On Mar 20, 8:02 pm, cornythecl...@gmail.com wrote:
> Does anyone know of a single ic that will take a 4-20ma signal and
> convert it to a 0-10 volt signal ???
>
> It looks like someone would produce such a beast by now....but my
> google searches have turned up nothing.
>
> ~:>
An operational amplifier is versatile and capable of performing the
conversion.

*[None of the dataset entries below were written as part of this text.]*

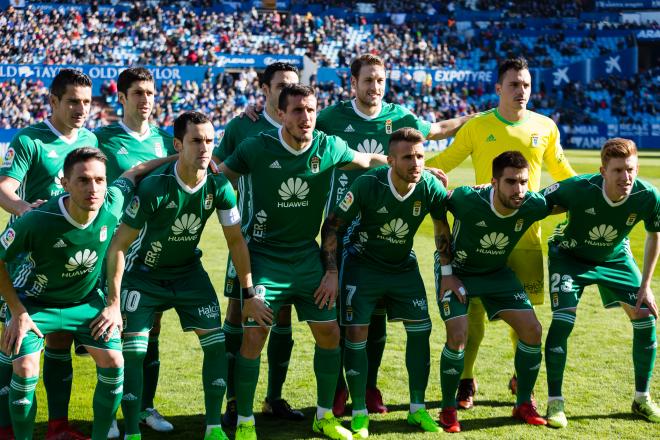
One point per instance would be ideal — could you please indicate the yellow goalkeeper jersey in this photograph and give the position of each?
(487, 135)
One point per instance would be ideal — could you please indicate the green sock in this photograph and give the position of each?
(418, 359)
(233, 340)
(556, 350)
(280, 345)
(247, 376)
(6, 370)
(150, 372)
(644, 351)
(528, 363)
(376, 345)
(58, 376)
(23, 407)
(451, 367)
(134, 351)
(107, 397)
(476, 330)
(356, 364)
(214, 374)
(326, 369)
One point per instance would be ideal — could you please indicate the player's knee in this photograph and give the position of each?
(58, 340)
(233, 315)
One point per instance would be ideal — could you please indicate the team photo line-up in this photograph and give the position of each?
(104, 232)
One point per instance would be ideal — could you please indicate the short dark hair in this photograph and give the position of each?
(68, 77)
(516, 64)
(293, 90)
(406, 134)
(272, 69)
(508, 159)
(82, 154)
(131, 75)
(365, 60)
(181, 122)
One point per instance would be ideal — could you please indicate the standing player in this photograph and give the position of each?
(488, 223)
(56, 286)
(290, 170)
(280, 343)
(383, 209)
(510, 126)
(163, 225)
(592, 247)
(127, 143)
(366, 124)
(30, 174)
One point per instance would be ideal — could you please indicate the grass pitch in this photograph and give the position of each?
(598, 380)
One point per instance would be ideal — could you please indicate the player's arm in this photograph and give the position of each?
(252, 306)
(448, 281)
(365, 161)
(20, 323)
(139, 171)
(9, 200)
(651, 252)
(326, 294)
(448, 128)
(110, 317)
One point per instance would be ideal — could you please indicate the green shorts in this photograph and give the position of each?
(232, 284)
(498, 291)
(362, 287)
(290, 280)
(192, 296)
(75, 320)
(618, 279)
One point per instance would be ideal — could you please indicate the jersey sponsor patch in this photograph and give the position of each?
(8, 160)
(8, 238)
(133, 207)
(347, 202)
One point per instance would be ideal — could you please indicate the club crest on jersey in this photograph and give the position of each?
(8, 160)
(315, 165)
(417, 208)
(347, 202)
(133, 207)
(519, 224)
(388, 126)
(535, 140)
(208, 201)
(8, 238)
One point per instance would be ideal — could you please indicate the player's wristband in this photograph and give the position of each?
(248, 292)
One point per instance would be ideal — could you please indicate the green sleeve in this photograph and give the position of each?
(19, 158)
(15, 239)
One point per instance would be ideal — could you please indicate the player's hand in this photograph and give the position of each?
(252, 112)
(107, 323)
(645, 296)
(326, 294)
(452, 283)
(19, 325)
(254, 308)
(439, 174)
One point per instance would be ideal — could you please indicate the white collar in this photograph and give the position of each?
(135, 134)
(70, 219)
(492, 206)
(395, 193)
(57, 133)
(364, 116)
(183, 185)
(272, 121)
(289, 148)
(607, 199)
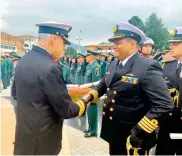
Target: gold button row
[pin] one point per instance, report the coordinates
(113, 91)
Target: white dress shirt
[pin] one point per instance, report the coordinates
(126, 59)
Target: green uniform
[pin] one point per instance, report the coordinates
(4, 73)
(10, 70)
(73, 71)
(66, 72)
(80, 74)
(92, 75)
(103, 67)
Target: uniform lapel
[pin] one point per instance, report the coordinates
(127, 68)
(111, 72)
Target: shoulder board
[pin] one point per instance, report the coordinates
(170, 61)
(167, 62)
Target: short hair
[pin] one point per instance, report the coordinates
(43, 36)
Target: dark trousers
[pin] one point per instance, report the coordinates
(166, 145)
(92, 112)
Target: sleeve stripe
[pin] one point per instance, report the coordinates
(143, 127)
(95, 94)
(150, 122)
(148, 125)
(82, 107)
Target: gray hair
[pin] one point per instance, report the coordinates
(43, 37)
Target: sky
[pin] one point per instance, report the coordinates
(94, 18)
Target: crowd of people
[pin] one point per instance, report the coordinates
(7, 64)
(142, 96)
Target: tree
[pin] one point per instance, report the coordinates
(156, 30)
(70, 51)
(136, 21)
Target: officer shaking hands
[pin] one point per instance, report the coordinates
(173, 75)
(136, 94)
(92, 75)
(41, 94)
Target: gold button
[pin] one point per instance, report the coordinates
(111, 109)
(115, 92)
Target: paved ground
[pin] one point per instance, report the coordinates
(73, 141)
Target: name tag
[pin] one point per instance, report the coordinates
(128, 79)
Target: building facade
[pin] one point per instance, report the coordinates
(10, 43)
(103, 48)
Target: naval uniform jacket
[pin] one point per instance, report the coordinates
(135, 91)
(42, 104)
(165, 145)
(173, 81)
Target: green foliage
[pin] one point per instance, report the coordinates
(156, 30)
(153, 28)
(136, 21)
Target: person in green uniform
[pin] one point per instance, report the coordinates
(110, 57)
(98, 59)
(66, 71)
(73, 70)
(92, 75)
(103, 65)
(81, 69)
(4, 72)
(10, 69)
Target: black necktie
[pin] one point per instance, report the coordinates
(179, 70)
(119, 66)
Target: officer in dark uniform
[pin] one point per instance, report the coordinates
(42, 98)
(66, 71)
(110, 57)
(103, 64)
(146, 48)
(81, 69)
(73, 68)
(173, 76)
(136, 95)
(92, 75)
(4, 72)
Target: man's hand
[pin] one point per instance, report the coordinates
(135, 141)
(87, 98)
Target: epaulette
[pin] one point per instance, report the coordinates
(169, 61)
(166, 62)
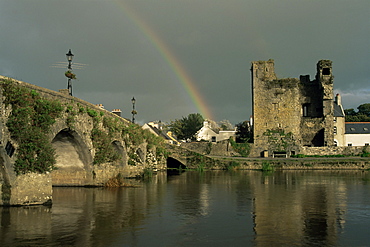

Assuming you have a single 15V supply, here's an LM324-
based circuit that will do the job fairly well (view in fixed font or M
$ Notepad):
| VCC
| +
| |
| .-.
| 12K| |
| | |
| '-' VCC
| | +
| .-. |\| Set For Vo = 0V
| 1K| |<-------|+\ at I(in) = 4mA
| | | | >-o--------.(1V)
| '-' .---|-/ | |
| | | |/| | | ___
| === | GND | | .---|___|---.
| GND | | | | 25.5K |
| '--------' | | |
| | ___ | |\ |
| + |\ '---|___|-o---|-\ |
| o----o-------|+\ ___ 10.2K | >----o---o Vo
|I(in) | | >-o--|___|-o-------------|+/
| .-. .---|-/ | 10.2K | |/
| 249| | | |/ | .-.
| | | | | 25.5K| |
| '-' | | | |
| - | '--------' '-'
| o----o |
| | ===
| === GND
| GND
(created by AACircuit v1.28.6 beta 04/19/05
www.tech-chat.de)
The 249 ohm terminating resistor for your current loop will produce a
1 to 5 V input at the first op amp. The second op amp is supposed to
produce a 1.0V reference to subtract from the 1-5V. The resistors on
the third op amp are set up to provide a gain of 2.5 for the
difference -- 0-4V becomes 0-10V.
These are standard 1% resistor values. If you need/want 5%
components, try using 30K and 12K in place of the 10.2K and 25.5K. If
you need more accuracy, you might want to replace the LM324 with a
lower drift single supply quad op amp, and use a voltage reference
instead of your power supply to create the subtracting 1V.